Les organismes de crédit, banques, assurances, caisses de retraite, etc., vont donc se battre sur un marché limité pour arracher des parts, à coups de pressions sur les taux d’intérêt. Ce sera sûrement tout bénéfice pour les emprunteurs existants alors que les autres ne pourront que difficilement en profiter. C’est bien connu, on ne prête qu’aux riches. Ces derniers recevront d’autres coups de téléphone enjôleurs des revendeurs de prêts hypothécaires.

yves.genier@hebdo.ch  @YvesGenier
Blog Rhonestrasse sur www.hebdo.ch


Les freins à la conclusion de nouvelles hypothèques ont été activés en dix-huit mois

Les quatre étapes de la grande restriction

Il y a moins de deux ans, obtenir un prêt était assez facile. Il fallait disposer de revenus au moins trois fois plus élevés que les charges d’intérêt et d’amortissement du prêt et apporter des fonds propres équivalant au moins à 20% de la valeur d’achat du logement convoité. Avec possibilité de les fournir via sa caisse de retraite. Destinées à empêcher une crise immobilière, ces règles se sont révélées insuffisantes face aux déséquilibres actuels. Pour encadrer la surchauffe, elles devaient être renforcées.

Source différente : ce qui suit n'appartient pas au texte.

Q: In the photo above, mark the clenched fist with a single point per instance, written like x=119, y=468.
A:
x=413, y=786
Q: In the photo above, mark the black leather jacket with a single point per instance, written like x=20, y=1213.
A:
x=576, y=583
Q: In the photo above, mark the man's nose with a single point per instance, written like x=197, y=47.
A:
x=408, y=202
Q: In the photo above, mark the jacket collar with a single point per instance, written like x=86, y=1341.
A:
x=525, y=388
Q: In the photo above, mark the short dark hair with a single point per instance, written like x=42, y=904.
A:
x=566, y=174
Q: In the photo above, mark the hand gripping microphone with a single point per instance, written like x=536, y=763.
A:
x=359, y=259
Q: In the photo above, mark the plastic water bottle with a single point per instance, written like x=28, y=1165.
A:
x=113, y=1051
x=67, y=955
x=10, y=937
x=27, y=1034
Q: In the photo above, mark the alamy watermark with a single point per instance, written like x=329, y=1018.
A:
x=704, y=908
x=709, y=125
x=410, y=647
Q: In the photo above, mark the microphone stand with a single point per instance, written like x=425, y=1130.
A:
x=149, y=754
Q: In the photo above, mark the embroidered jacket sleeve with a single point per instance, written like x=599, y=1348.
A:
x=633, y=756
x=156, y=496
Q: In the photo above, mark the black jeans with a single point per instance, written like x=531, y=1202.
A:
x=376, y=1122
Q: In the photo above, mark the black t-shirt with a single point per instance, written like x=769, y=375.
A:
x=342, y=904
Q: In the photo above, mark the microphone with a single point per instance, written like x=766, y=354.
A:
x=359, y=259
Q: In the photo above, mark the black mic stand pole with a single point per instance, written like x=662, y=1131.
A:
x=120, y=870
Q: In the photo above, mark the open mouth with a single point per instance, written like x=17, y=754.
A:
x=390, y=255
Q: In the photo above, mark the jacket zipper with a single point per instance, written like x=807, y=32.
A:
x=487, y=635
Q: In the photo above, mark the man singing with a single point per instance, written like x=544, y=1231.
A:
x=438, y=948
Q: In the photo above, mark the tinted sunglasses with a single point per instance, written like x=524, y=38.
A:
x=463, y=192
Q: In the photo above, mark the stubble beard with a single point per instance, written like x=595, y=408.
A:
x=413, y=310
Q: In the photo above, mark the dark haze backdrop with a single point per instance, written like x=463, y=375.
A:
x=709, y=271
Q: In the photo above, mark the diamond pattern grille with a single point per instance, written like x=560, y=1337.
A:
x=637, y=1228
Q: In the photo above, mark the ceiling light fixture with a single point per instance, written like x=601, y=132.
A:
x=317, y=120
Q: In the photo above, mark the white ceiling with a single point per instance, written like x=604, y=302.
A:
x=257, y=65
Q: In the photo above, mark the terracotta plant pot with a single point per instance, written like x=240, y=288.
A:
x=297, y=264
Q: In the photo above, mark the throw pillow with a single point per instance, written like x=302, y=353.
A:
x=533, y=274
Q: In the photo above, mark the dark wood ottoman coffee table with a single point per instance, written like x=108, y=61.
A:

Les premières mesures sont prises en juin 2012 par l’Association suisse des banquiers (ASB) avec l’assentiment de la Finma. Elles limitent à 10% la part des fonds propres qui peuvent provenir des avoirs de retraite (LPP) et destinés à une nouvelle acquisition ou une augmentation de prêt. En outre, elle oblige les débiteurs à amortir le tiers de leur hypothèque en vingt ans.
En février 2013, la Finma prend une mesure technique pour renchérir le coût de l’octroi des crédits par les banques. Elle les contraint à constituer des réserves équivalant à 1% des prêts hypothécaires (pondérés du risque) qu’elles ont accordés, en plus des fonds propres qu’elles sont tenues de leur attribuer en temps normal. C’est le volant de fonds propres anticyclique.

En janvier 2014, le Conseil fédéral et la Banque nationale décident de relever d’un point de pourcentage supplémentaire ce volant de fonds propres. Désormais, les banques doivent couvrir leurs prêts hypothécaires par des réserves équivalant à 2% de ceux-ci.

Cela ne suffit toujours pas aux gardiens des marchés financiers. En juillet dernier, la Finma approuve une nouvelle autorégulation de l’ASB. La durée de l’amortissement du premier tiers de la dette est ramenée à quinze ans; le deuxième revenu d’un couple ne peut être pris en compte que si les emprunteurs sont codébiteurs solidaires; les banques doivent calculer leurs prêts sur la base de l’estimation la plus basse du logement servant de gage.

Et ce n’est pas fini: Berne prévoit d’introduire de nouvelles mesures, comme l’interdiction totale de l’emploi des avoirs de prévoyance, avant la fin de l’année, si le marché des prêts hypothécaires ne se détend pas.